Perhelatan Musabaqah Tilawatil Qur’an (MTQ) Nasional XXXI Tahun 2026 di Jawa Tengah tak sekadar menjadi arena kompetisi religi bagi 2.242 peserta dari 37 provinsi, melainkan simbol simfoni persaudaraan seluruh anak bangsa.
Gubernur Jawa Tengah, Ahmad Luthfi, secara resmi membuka perhelatan akbar tersebut pada Sabtu, 12 September 2026.
Dalam sambutannya, Luthfi menyampaikan rasa terima kasih kepada Kementerian Agama serta LPTQ Pusat atas kepercayaan yang diberikan kepada Jawa Tengah sebagai tuan rumah.
Luthfi menegaskan bahwa MTQ Nasional tidak boleh dipandang secara eksklusif, melainkan sebagai ruang perjumpaan inklusif yang menyatukan beragam latar belakang masyarakat dan pimpinan daerah.
“Hari ini MTQ ada di Kota Semarang, di Jawa Tengah akan dipancarkan kedamaian ke seluruh Indonesia dan dunia. Di tengah-tengah kita ada pimpinan daerah yang mempunyai latar belakang berbeda. Ini menunjukkan MTQ tidak hanya milik umat Islam, tetapi menjadi ruang kebersamaan bagi seluruh masyarakat di Indonesia,” ujar Ahmad Luthfi.
Kehadiran 14 gubernur dan 7 wakil gubernur dari berbagai pelosok penjuru tanah air—seperti Jawa Timur, Sumatera Barat, Nusa Tenggara Barat, hingga Papua Barat Daya—menjadi bukti kuat eratnya rajutan persaudaraan antar-wilayah tersebut.
Meski mempertandingkan delapan cabang dan 48 kategori musabaqah, Gubernur Luthfi mengingatkan bahwa piala juara bukanlah tujuan utama.
Seluruh kafilah yang hadir dinilai telah menjadi pemenang karena berkomitmen membumikan nilai-nilai suci Al-Qur’an dalam kehidupan sehari-hari.
Di sisi lain, perhelatan yang berlangsung hingga 20 September 2026 ini membawa dampak ekonomi nyata.
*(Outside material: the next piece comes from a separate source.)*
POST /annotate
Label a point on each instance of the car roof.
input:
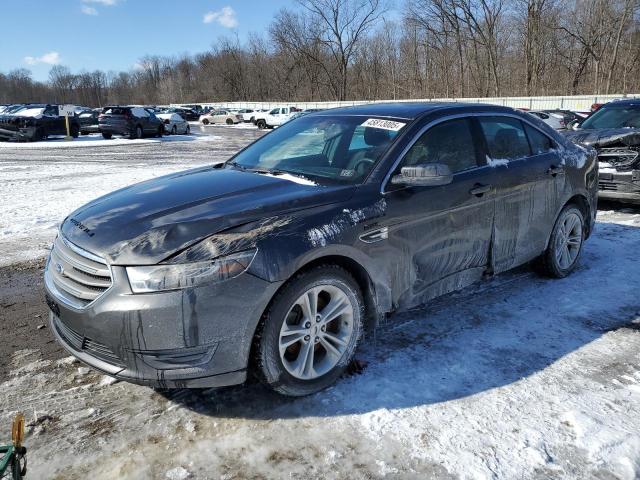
(625, 101)
(407, 110)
Pergerakan ribuan tamu, kontingen, dan wisatawan diproyeksikan memicu perputaran uang hingga Rp1,2 triliun.
Dampak ini kian terasa lantaran setiap provinsi membawa serta produk unggulan UMKM masing-masing untuk dipamerkan di arena pameran.
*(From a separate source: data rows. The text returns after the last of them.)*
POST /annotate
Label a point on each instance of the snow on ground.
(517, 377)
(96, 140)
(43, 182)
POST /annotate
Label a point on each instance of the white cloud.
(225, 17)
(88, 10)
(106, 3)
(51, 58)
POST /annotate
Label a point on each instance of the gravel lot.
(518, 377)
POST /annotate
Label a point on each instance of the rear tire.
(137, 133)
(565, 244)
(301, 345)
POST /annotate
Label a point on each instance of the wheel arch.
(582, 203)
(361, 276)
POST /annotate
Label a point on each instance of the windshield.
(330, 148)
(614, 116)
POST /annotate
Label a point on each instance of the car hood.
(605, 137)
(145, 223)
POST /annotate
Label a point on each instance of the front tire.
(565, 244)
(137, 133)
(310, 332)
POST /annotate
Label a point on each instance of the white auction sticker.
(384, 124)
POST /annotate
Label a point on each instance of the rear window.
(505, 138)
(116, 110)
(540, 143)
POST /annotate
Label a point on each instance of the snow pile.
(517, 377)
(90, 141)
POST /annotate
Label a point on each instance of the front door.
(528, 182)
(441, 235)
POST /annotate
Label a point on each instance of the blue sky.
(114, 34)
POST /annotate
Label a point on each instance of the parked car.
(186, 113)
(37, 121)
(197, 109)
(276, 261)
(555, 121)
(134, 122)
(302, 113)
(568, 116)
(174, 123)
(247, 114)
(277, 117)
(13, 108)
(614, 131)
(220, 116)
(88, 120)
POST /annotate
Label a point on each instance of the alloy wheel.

“Implikasinya tidak hanya kepada UMKM di Jawa Tengah, tapi seluruh provinsi karena para gubernur membawa UMKM-nya ke tempat kita. Ini potensi ekonomi yang kita kembangkan bersama,” tambah Luthfi.
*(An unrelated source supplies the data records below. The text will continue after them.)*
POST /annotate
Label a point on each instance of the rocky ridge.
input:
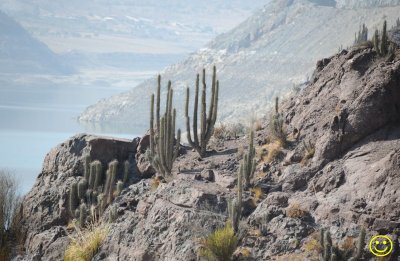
(350, 114)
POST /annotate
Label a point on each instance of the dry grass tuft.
(258, 195)
(155, 182)
(312, 246)
(219, 245)
(86, 243)
(309, 151)
(289, 257)
(257, 125)
(270, 151)
(243, 252)
(295, 211)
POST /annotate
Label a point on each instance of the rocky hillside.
(259, 59)
(338, 171)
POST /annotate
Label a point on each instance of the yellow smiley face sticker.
(380, 245)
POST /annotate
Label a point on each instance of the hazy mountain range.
(275, 48)
(20, 52)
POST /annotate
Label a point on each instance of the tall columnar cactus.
(385, 41)
(207, 122)
(119, 187)
(277, 124)
(111, 178)
(235, 206)
(327, 246)
(82, 187)
(73, 198)
(249, 161)
(92, 175)
(376, 41)
(126, 173)
(86, 167)
(98, 180)
(360, 246)
(164, 149)
(82, 214)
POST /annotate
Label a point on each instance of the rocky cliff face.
(350, 113)
(259, 59)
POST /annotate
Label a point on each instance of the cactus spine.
(235, 207)
(199, 143)
(73, 198)
(249, 161)
(163, 147)
(82, 187)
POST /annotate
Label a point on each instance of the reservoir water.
(36, 115)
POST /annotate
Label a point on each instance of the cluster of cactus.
(235, 206)
(249, 161)
(277, 124)
(381, 41)
(333, 253)
(95, 190)
(207, 122)
(163, 147)
(362, 35)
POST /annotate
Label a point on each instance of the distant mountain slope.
(152, 26)
(21, 53)
(265, 55)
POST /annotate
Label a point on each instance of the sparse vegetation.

Menteri Koordinator Bidang Pembangunan Manusia dan Kebudayaan (Menko PMK), Pratikno, memuji kemeriahan acara dan menekankan pentingnya MTQ sebagai sarana pembentukan karakter sumber daya manusia yang berakhlak mulia.
Senada, Menteri Agama Nasaruddin Umar mengapresiasi kecintaan dan antusiasme warga Jawa Tengah terhadap syiar keagamaan.
Nasaruddin juga menyoroti terobosan baru pada MTQ XXXI kali ini, seperti penambahan cabang lomba kaligrafi digital serta pemanfaatan teknologi Artificial Intelligence (AI) dalam sistem pendukung kegiatan.
Kesan positif turut disampaikan oleh Gubernur Maluku Utara, Sherly Tjoanda Laos, yang memuji keramahan warga Semarang serta kuliner lokal yang khas.
“Semoga MTQ Nasional XXXI ini membawa cahaya dan harmoni menuju Indonesia Emas yang berkeadilan,” harap Sherly.